O que se espera do aluno? Que ele siga instruções à risca e se adapte aos padrões impostos ou apenas que ele aprenda, seja qual for o meio que ele utiliza para isso? Maria Montessori foi uma educadora italiana que criou o método Montessori de ensino, método este que respeita o desenvolvimento psicológico natural de cada criança, sendo comum a mistura de crianças de diferentes idades em uma mesma classe, bem como maior liberdade de escolhas. O método Montessori, assim como o método utilizado nas escolas Waldorf e mais alguns outros exemplos similares, vem para mostrar que o padrão do método de ensino pode ser quebrado, sem prejudicar o processo de aprendizagem dos alunos. Porém, não apenas a educação básica é vítima desta padronização.

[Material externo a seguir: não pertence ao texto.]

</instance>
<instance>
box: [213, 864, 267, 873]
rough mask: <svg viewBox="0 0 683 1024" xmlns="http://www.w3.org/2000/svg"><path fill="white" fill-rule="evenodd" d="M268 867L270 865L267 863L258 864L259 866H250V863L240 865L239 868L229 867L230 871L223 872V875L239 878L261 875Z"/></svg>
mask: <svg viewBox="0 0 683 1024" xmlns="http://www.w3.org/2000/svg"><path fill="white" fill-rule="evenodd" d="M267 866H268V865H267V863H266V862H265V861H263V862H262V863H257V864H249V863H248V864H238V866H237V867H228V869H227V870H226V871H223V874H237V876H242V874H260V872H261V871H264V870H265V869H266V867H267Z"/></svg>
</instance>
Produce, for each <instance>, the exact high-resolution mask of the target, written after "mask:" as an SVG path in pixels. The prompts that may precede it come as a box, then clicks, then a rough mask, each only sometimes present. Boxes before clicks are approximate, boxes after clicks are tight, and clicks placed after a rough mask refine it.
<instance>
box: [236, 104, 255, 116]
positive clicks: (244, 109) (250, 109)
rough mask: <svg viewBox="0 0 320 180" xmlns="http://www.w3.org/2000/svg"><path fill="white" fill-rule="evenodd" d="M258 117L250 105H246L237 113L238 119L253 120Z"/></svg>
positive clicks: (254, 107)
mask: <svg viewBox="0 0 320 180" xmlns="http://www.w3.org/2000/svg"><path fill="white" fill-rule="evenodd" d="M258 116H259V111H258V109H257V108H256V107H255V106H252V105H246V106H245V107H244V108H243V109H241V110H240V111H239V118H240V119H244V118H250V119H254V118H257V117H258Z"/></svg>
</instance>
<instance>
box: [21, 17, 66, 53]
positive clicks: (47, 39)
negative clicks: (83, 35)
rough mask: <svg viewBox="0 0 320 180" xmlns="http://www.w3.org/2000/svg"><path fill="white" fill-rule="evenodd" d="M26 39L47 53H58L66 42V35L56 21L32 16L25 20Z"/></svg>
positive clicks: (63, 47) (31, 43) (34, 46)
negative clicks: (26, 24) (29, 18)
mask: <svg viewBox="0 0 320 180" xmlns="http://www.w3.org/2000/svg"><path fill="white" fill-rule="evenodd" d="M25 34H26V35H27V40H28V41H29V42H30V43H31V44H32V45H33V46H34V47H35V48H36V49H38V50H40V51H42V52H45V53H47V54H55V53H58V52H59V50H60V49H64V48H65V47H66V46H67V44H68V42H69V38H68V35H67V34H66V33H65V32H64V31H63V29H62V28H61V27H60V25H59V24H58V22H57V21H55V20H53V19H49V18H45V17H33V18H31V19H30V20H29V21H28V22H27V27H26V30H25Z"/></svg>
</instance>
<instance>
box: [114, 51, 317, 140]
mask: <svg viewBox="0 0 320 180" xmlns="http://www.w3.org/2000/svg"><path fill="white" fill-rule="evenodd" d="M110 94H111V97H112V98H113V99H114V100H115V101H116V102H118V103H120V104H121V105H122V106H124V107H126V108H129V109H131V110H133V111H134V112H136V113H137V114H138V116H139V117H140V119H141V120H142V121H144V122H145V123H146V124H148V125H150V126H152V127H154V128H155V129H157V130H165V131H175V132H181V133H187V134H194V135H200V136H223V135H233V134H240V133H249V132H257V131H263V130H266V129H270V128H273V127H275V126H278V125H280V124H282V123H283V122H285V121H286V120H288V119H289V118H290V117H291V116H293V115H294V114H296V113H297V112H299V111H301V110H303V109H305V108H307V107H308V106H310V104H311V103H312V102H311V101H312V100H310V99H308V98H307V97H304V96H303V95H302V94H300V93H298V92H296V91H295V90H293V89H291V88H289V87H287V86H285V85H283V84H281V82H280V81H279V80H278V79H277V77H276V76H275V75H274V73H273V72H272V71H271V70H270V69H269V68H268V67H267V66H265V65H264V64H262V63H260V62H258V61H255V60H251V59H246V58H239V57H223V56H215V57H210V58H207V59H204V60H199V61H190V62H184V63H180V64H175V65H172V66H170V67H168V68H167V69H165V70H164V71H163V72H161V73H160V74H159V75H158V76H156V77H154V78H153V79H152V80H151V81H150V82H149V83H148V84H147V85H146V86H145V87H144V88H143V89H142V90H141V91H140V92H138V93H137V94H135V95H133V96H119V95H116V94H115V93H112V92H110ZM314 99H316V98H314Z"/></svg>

Quando cheguei à Alemanha e descobri que, apesar de ter curso superior, o meu diploma não me habilitava a entrar direto na faculdade, nem mesmo para começar um curso do começo, fiquei extremamente decepcionada. Fui direcionada para oStudienkolleg, um curso preparatório para universidade (para o qual tive de passar com alta pontuação em uma prova de alemão) e que tem duração de um ano. É inevitável sentir-se discriminada, como uma reles imigrante do terceiro mundo que é burra demais para atender a uma universidade alemã. Todavia, logo no primeiro dia, aprendemos que os alunos estrangeiros que fazem o preparatório possuem chances mais altas de terminarem o curso, além de terem notas melhores do que os outros que não o fizeram. Por quê? Por que fazer faculdade na Alemanha não é bolinho. Aqui, os professores existem apenas para lhe passarem a matéria, organizarem seminários, corrigirem provas e trabalhos e para ficarem à disposição para dúvidas. Todo o seu rendimento dependerá do seu próprio esforço, e não dá para fazer trabalho em grupo para recuperar nota. Você, como aluno, tem a obrigação de ir bem em todas atividades, pois se for mal, não poderá prosseguir para o próximo semestre. E se tiver apenas notas médias, se formará com uma nota média, o que lhe impedirá de fazer um mestrado ou até de arrumar bons empregos, já que a sua nota final da faculdade deverá constar em seu currículo. Em época de prova, você não irá encontrar ninguém no bar, pois todos estarão na biblioteca. Nem mesmo em casa eles estudam, pois sabem que as distrações são muitas. Isso porque o modelo presencial, aonde os alunos devem ir todos os dias à Universidade para assistirem às aulas, palestras e seminários, só foi implementado na Alemanha para que o país pudesse fazer parte do Processo de Bologna, um acordo que impõe um padrão de estudos às Universidades européias para que todos os diplomas tenham o mesmo nível e sejam aceitos entre si. Antes do Processo de Bologna, as universidades alemãs exigiam presença apenas em alguns seminários e nas provas, sendo restante do conteúdo estudado em casa e nas bibliotecas das universidades de maneira independente.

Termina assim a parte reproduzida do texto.